Sunday, September 11, 2011

The Decline and Fall of Fox McCloud: New releases for the week of 9-4-11

Disgaea 4

(PlayStation 3) It's a testament to how busy I've been lately that I'd actually forgotten that this was coming out this month. Disgaea is one of my favorite series and one of the reasons I bought a PlayStation 3 rather than an Xbox 360 in the first place, so for me this is like forgetting your anniversary, your wife's birthday, and your child's birth by planned cesarean section simultaneously. Possibly as the prelude to some horrible family film where I'm a workaholic husband and father who learns a valuable lesson about what's really important in life during some sort of madcap Christmas-themed adventure.

Resistance 3
(PlayStation 3) This series has always inspired a vehement “Meh” from me. I have the first one, and it's not terrible, but it's just sort of... there. It always felt like the video game equivalent of chewing on toothpicks: doesn't really taste like anything in particular, either good or bad, feels sort of dry and stale, useful if you need something to chew on to discharge tension or satisfy some sort of oral fixation but not something you'd put in your mouth for its gustatory merits. Presumably the series possesses qualities that aren't apparent to me if it's popular enough to warrant multiple sequels, but if so they're lost one me.

Star Fox 64 3D

(Nintendo 3DS) Nice to actually see some sort of confirmation that Nintendo remembers that the Starfox franchise is something that, you know, exists, even if it is a remake.

You have to remember that the original Starfox was a huge deal at the time it came out. The game charged into the American gaming market on the crest of an unstoppable tsunami of  marketing, propelled inexorably forward by the force of a world-shaking undersea earthquake of Nintendo promotional muscle while perched atop an indestructible surfboard of hype wrought from organic urethane poylmers of magazine coverage and breakfast cereal tie-ins.
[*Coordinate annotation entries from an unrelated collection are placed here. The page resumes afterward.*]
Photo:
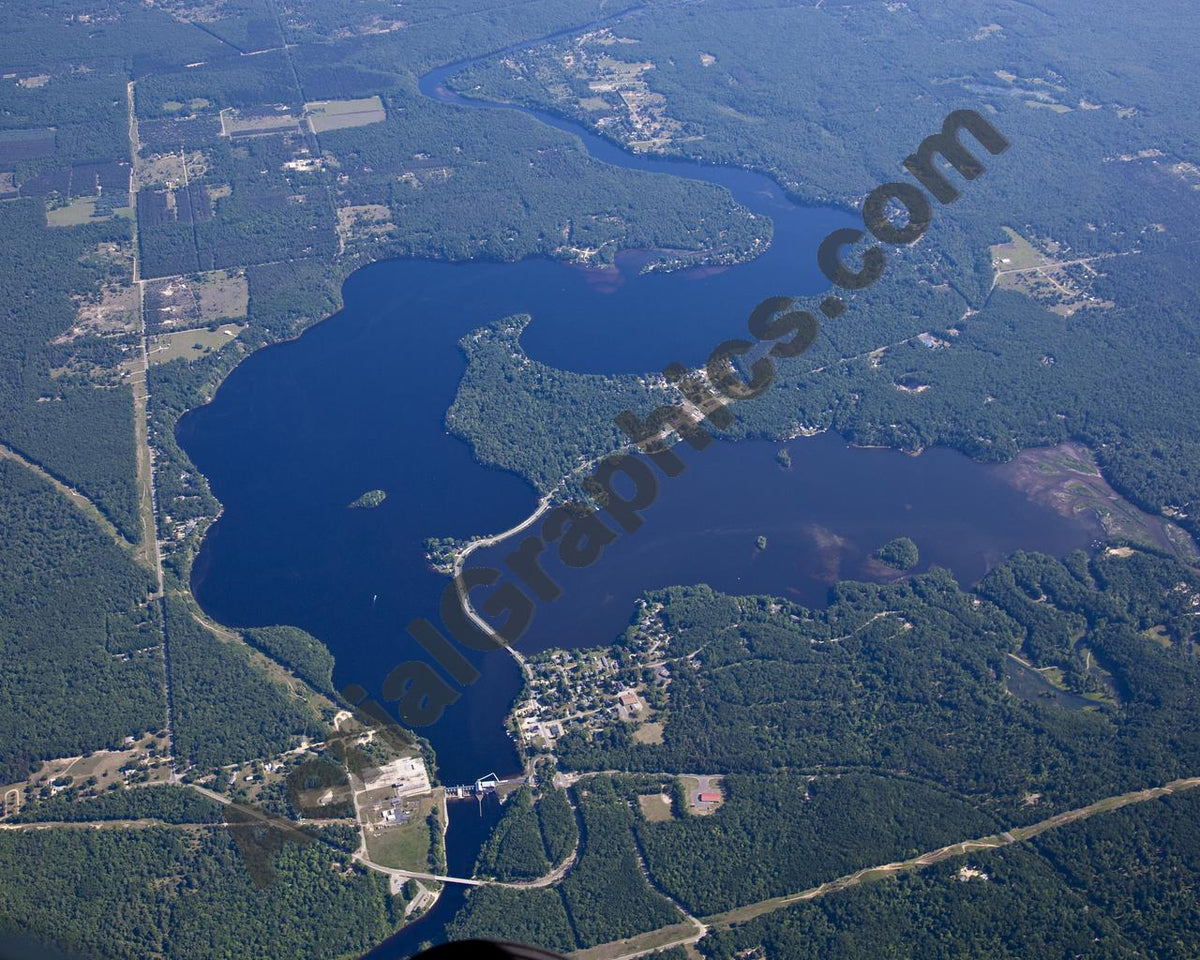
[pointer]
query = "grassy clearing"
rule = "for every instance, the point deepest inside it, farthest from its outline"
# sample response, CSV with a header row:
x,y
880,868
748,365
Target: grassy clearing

It was ubiquitous. The gaming press couldn't stop talking about all the pretty 3D polygons. There was a monthly Star Fox comic strip in Nintendo of America's in-house monthly gaming magazine Nintendo Power that ran for ten issues, which was twice what poor Samus Aran got. Star Fox appeared on boxes of Corn Flakes. - though sadly, Star Fox never received its own crappy cereal the way Mario and Zelda did. If you owned a Super Nintendo in the early 90s, you could barely stop to breathe without filling your lungs with clouds of particulate Star Fox hype.

What the hell happened? Counting the original, there have only been four proper Star Fox games since 1993. (I'm defining “proper Star Fox game” somewhat strictly to mean “game that is about flying and is not a completely unrelated game in a completely different genre that had Star Fox characters shoehorned into it as an afterthought”.) It's not as if Star Fox games haven't sold. Did Slippy get drunk and make a pass at Shigeru Miyamoto's wife at the Nintendo office Christmas party, or something?